Dann ging sie dazu über, ihre Rüstung zu polieren, obwohl das gar nicht nötig war, denn der Waffenschmied hatte sie ihr sauber und glänzend zurückgebracht. Sie zu berühren, diente ihr jedoch dazu, in die Atmosphäre der Schlacht einzutauchen. Zum ersten Mal in ihrem Leben brannte Nihal nicht darauf, zu kämpfen, sondern empfand es mehr als eine schmerzliche Pflicht. Gewiss, einen Teil ihrer selbst verlangte es danach, sich mit dem Tyrannen zu messen, ihm gegenüberzutreten, zu verstehen, was diesen über all die Jahre dazu getrieben hatte, Tod und Schrecken zu verbreiten. Und vielleicht, so wurde ihr schaudernd bewusst, sehnte sie sich in einem entfernten Winkel ihres Herzens doch noch nach Rache, wünschte sie sich, dass mit dem Blut dieses Mannes all das Blut hinweggewaschen würde, das seinetwegen geflossen war. Wenn sie aber an Sennar dachte, verblassten Blutdurst und Rachsucht, und es blieben nur Liebe, die Sehnsucht nach ihm und der Wunsch, an seiner Seite ein friedliches Leben zu führen.
Was sie am meisten überraschte, war ihre Angst zu sterben. Das hatte sie noch nie zuvor empfunden, sondern sich im Gegenteil unzählige Male den Tod geradezu ersehnt. Als Ido ihr dann beigebracht hatte, dass sie sich als Drachenritterin nicht selbst zu einer Waffe machen musste, wünschte sie sich häufig, Angst vor dem Tod zu empfinden, hatte dieses Gefühl aber nie kennengelernt. Abgesehen vielleicht von ihrer allerersten Schlacht, als es um die Zulassung zur zweiten Phase der Drachenritterausbildung ging. Dies war die Schlacht, in der Fen gefallen war. So schloss sich der Kreis, sagte sie sich mit einem bitteren Lächeln: Angst verspürte sie, als sie zum ersten Mal in die Schlacht zog, und nun auch, bevor sie vielleicht zum letzten Mal kämpfte.
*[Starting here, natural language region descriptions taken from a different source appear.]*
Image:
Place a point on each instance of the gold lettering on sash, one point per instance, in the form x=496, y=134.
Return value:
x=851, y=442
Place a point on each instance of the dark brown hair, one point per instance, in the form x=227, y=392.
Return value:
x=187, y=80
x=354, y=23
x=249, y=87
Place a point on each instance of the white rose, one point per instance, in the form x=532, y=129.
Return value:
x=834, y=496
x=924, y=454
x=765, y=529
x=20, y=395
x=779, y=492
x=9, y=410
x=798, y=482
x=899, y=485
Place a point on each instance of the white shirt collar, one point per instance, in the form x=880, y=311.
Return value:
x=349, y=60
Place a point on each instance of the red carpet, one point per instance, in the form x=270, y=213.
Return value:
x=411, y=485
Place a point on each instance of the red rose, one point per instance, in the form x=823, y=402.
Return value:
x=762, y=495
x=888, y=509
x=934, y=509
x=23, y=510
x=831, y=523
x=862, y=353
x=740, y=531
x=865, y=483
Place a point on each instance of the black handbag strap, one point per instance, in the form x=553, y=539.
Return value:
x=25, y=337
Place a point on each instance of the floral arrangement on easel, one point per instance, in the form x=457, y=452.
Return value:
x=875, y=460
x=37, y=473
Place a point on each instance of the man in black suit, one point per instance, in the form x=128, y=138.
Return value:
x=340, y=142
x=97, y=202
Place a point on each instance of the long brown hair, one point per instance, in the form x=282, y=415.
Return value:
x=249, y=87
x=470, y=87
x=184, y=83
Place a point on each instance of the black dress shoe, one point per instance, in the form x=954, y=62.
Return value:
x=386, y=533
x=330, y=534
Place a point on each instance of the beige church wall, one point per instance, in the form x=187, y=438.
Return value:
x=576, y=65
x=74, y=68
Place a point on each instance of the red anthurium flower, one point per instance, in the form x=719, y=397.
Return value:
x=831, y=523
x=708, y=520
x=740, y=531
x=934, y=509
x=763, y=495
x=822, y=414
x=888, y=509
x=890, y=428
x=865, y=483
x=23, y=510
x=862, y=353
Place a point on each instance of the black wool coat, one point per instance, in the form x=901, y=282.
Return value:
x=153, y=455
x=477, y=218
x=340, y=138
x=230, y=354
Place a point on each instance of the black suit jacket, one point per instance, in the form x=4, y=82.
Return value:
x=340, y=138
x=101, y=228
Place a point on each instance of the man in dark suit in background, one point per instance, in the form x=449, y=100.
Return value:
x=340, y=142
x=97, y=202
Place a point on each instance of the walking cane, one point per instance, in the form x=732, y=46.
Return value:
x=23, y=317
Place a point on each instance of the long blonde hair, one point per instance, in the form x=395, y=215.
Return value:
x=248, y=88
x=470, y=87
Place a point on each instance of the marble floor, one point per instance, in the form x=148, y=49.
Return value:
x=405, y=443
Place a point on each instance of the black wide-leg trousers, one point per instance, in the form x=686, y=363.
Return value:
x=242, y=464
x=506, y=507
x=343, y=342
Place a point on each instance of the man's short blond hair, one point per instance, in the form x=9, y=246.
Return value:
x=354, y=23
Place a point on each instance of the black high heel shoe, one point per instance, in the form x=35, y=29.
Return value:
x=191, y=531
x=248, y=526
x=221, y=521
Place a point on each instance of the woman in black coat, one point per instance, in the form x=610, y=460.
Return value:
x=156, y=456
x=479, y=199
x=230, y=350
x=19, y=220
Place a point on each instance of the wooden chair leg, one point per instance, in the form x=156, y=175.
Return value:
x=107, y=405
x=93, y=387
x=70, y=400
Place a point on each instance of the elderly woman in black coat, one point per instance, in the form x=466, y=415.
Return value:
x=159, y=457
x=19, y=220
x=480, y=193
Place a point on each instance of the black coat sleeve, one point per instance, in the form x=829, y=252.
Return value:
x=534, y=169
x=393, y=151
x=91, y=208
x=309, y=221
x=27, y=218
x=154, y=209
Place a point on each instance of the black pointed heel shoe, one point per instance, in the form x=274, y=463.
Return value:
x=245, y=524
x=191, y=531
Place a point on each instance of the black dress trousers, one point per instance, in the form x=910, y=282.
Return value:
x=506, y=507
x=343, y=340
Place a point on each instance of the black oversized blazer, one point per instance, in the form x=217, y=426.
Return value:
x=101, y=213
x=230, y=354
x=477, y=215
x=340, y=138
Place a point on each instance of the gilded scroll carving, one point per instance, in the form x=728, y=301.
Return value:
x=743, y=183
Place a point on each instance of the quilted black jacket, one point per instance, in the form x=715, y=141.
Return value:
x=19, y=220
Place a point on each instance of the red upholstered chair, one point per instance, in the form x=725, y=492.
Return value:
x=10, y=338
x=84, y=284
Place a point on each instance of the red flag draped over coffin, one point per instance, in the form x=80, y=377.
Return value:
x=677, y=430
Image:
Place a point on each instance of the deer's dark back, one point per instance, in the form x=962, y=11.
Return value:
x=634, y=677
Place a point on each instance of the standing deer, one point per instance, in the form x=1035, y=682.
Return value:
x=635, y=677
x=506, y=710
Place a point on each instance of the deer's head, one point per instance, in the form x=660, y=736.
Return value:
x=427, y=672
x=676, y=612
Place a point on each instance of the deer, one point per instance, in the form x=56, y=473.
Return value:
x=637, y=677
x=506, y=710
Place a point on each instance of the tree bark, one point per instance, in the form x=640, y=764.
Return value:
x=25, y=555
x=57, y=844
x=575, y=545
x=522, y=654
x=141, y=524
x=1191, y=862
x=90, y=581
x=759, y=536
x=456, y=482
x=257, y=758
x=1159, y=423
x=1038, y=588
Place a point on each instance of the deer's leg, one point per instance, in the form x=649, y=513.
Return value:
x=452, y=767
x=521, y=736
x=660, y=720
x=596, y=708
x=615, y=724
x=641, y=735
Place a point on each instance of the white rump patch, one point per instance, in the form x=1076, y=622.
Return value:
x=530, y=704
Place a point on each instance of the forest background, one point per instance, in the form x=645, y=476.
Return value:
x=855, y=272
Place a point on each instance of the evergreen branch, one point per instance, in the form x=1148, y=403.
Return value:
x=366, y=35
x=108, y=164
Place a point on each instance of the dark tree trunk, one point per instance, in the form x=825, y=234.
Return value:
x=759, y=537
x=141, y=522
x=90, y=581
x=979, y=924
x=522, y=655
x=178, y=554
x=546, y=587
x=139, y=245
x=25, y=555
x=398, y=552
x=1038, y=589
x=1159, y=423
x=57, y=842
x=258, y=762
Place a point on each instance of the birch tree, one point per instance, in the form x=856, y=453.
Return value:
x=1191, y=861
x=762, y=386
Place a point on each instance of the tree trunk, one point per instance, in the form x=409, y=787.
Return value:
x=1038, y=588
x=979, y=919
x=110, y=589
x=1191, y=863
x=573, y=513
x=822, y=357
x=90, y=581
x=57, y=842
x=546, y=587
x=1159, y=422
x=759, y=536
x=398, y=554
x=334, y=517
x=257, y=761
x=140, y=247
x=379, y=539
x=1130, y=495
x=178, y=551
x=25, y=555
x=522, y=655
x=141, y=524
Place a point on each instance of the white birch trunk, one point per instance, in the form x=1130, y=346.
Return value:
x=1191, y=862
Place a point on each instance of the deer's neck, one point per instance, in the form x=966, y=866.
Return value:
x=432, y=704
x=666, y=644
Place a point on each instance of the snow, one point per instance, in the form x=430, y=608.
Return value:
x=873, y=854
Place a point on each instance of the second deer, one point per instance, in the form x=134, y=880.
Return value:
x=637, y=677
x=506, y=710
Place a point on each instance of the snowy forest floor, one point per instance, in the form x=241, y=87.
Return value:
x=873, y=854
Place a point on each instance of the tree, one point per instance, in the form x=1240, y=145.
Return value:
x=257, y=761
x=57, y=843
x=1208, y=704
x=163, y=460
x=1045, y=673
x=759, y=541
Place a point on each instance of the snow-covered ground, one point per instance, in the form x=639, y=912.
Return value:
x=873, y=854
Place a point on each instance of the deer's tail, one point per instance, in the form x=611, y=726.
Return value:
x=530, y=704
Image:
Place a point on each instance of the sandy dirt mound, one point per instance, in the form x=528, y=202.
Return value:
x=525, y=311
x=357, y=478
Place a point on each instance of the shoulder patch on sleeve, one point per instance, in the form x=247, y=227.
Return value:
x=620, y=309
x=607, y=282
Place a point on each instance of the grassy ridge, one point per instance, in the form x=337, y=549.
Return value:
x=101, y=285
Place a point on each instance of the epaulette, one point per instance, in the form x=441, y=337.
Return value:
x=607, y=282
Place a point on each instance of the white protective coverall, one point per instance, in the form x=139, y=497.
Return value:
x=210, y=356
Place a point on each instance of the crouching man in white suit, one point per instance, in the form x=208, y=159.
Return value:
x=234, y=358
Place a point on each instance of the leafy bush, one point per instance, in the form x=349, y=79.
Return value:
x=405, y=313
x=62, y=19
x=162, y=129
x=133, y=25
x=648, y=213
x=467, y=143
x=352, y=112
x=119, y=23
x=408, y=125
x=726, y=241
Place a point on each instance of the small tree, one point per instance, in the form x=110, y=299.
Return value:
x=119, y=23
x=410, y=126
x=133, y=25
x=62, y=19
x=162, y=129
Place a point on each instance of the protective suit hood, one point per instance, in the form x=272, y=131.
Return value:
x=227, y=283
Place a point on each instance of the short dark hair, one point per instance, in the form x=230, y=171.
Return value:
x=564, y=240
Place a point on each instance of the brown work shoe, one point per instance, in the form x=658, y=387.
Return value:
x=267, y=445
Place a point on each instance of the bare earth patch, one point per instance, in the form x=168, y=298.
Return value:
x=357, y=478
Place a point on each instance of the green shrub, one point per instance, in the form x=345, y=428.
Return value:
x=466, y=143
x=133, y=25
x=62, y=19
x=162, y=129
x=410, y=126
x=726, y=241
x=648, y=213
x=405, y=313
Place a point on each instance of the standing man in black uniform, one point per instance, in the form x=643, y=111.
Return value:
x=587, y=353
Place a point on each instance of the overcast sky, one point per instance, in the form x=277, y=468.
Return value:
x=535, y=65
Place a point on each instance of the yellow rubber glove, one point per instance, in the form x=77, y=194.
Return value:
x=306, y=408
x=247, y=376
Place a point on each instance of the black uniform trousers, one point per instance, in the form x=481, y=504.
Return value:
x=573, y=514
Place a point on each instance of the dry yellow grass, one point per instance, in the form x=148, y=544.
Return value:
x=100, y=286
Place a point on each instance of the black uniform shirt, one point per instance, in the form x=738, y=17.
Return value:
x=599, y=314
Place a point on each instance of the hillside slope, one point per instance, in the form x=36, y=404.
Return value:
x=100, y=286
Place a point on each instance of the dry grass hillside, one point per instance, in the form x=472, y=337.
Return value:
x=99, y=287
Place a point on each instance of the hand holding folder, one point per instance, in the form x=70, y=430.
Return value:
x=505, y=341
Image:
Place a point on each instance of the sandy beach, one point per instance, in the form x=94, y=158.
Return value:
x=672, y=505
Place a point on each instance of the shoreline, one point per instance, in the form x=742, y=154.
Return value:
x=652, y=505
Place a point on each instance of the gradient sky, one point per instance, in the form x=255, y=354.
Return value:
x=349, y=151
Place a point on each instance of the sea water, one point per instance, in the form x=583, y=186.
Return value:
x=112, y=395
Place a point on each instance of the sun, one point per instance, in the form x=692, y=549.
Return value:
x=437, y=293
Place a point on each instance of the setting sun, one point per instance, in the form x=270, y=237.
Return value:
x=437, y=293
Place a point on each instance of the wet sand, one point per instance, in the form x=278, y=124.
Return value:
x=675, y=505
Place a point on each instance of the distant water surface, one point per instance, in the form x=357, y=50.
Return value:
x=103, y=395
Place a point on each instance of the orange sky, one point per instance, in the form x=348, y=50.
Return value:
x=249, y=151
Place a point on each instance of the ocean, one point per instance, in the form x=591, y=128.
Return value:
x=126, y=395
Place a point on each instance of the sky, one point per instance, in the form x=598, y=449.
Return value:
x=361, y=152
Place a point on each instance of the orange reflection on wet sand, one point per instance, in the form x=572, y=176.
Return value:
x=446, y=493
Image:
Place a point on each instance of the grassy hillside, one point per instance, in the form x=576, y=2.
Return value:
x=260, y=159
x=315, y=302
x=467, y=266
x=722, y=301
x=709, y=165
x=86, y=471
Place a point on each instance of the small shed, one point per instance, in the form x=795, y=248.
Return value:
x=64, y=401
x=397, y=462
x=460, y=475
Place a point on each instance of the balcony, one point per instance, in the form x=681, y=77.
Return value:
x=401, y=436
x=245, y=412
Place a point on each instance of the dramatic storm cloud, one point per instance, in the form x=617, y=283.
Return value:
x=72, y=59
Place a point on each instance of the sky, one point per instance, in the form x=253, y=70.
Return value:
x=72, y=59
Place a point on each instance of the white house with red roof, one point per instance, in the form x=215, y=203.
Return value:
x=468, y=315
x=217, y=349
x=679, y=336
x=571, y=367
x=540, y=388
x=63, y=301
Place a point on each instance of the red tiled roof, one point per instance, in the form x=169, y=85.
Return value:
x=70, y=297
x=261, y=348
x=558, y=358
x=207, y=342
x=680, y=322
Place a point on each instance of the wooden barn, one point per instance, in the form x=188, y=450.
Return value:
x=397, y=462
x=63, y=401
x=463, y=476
Sie legte die Rüstung auf den Boden und blickte aus dem Fenster auf den sacht fallenden Schnee. Sie wusste, dass sie eigentlich Schlaf brauchte, aber es ging nicht. Länger als drei Jahre hatte sie auf diesen Moment gewartet, und nun war die letzte Schlacht gekommen. Wie hätte sie da Ruhe finden können?
Als sie sich auszog, hatte sie plötzlich wieder Sennars Dolch in der Hand. Das Futteral verdeckte die ganze Klinge, und kein Licht schimmerte durch das Leder, aus dem es gefertigt war. Auf dem Dolch stand geschrieben, wozu sie anderntags kämpfen würde. Hätte sie dort gesehen, dass Sennar tot war, wäre ihr nichts als Hass geblieben. Doch morgen wollte sie dem Feind nur von dem Verlangen nach Frieden geleitet gegenübertreten.
Sie umklammerte den Dolch und fand nicht den Mut, ihn zu zücken.